和解が画期的な内容を含むのは、これまで規制に消極的だったメタが、大幅な子供の安全対策の強化を約束したことだ。フェイスブックやインスタグラムで利用時間を1日2時間までに制限し、午前0時から6時は利用出来ないようにするという。授業が行われる午前8時から午後3時は通知音を消す措置を講じる。
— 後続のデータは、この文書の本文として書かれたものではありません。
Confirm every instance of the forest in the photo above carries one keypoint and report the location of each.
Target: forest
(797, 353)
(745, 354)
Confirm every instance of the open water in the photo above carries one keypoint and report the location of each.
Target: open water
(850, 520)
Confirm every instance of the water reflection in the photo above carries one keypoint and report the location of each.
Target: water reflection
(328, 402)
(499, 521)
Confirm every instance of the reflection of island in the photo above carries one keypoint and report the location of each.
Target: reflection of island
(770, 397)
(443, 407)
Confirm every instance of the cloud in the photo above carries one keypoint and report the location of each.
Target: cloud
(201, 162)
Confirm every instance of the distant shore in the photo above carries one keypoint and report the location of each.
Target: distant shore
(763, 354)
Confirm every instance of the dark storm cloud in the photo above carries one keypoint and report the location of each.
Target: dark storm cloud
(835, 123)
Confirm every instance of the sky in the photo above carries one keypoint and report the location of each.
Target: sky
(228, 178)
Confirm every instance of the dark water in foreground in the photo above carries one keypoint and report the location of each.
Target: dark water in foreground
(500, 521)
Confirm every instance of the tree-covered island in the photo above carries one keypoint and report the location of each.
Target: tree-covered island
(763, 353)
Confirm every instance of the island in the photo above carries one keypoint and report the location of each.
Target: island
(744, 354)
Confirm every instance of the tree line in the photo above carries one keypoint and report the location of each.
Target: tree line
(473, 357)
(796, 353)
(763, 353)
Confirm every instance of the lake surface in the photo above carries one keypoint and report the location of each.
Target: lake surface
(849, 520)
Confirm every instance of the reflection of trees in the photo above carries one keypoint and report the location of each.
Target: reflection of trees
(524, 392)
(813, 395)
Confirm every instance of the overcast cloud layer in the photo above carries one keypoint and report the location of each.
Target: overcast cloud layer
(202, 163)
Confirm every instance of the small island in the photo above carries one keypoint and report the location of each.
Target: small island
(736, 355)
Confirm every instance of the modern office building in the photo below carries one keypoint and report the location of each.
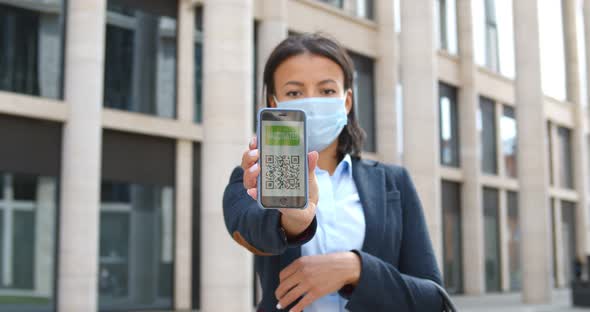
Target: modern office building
(121, 120)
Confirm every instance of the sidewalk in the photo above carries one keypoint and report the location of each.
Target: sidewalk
(512, 302)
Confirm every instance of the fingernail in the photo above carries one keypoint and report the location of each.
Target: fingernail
(254, 167)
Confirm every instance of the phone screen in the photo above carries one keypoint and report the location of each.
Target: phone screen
(282, 159)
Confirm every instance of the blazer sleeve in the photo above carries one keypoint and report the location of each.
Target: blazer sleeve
(258, 230)
(382, 286)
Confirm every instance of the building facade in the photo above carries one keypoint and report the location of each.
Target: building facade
(122, 119)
また、投稿に対する「いいね」の数を表示しない仕組みも導入する。どれも妥当な策であるが、実効性を確保するには抜け穴を防ぐことが重要だ。和解条項に盛り込まれた年齢確認を徹底するための具体策を詰める必要がある。

業界全体への波及と日本の課題

メタは和解金を全額支払う条件として、競合他社が運営するユーチューブとTikTok(ティックトック)が、同様の対策を導入することを求めている。真摯に受け止めてもらいたい。対策の緩いSNSに利用が移ったら意味をなさない。子供を守る責任の重さを自覚し、業界全体の取り組みに繋げねばならない。

メタは米国外での対応を明らかにしていないが、子供のSNS依存は各国共通の問題だ。速やかに米国外にも広げてほしい。日本では、こども家庭庁が対策を検討している。

脳の発達が未熟な子供ほど長時間使い続ける問題は大きい。刺激の強い動画などの影響を受けやすく、依存すると、いじめや抑鬱、自殺願望、摂食障害などが増える傾向があるとされるためだ。SNSの一部は親子間や部活動の連絡にも使われるなど日々の暮らしに深く浸透している側面もある。SNS規制をどう強化していくかは重い課題である。日本政府は、メタの取り組みを機に各国とも連携し、実効性のある措置を検討していくべきだ。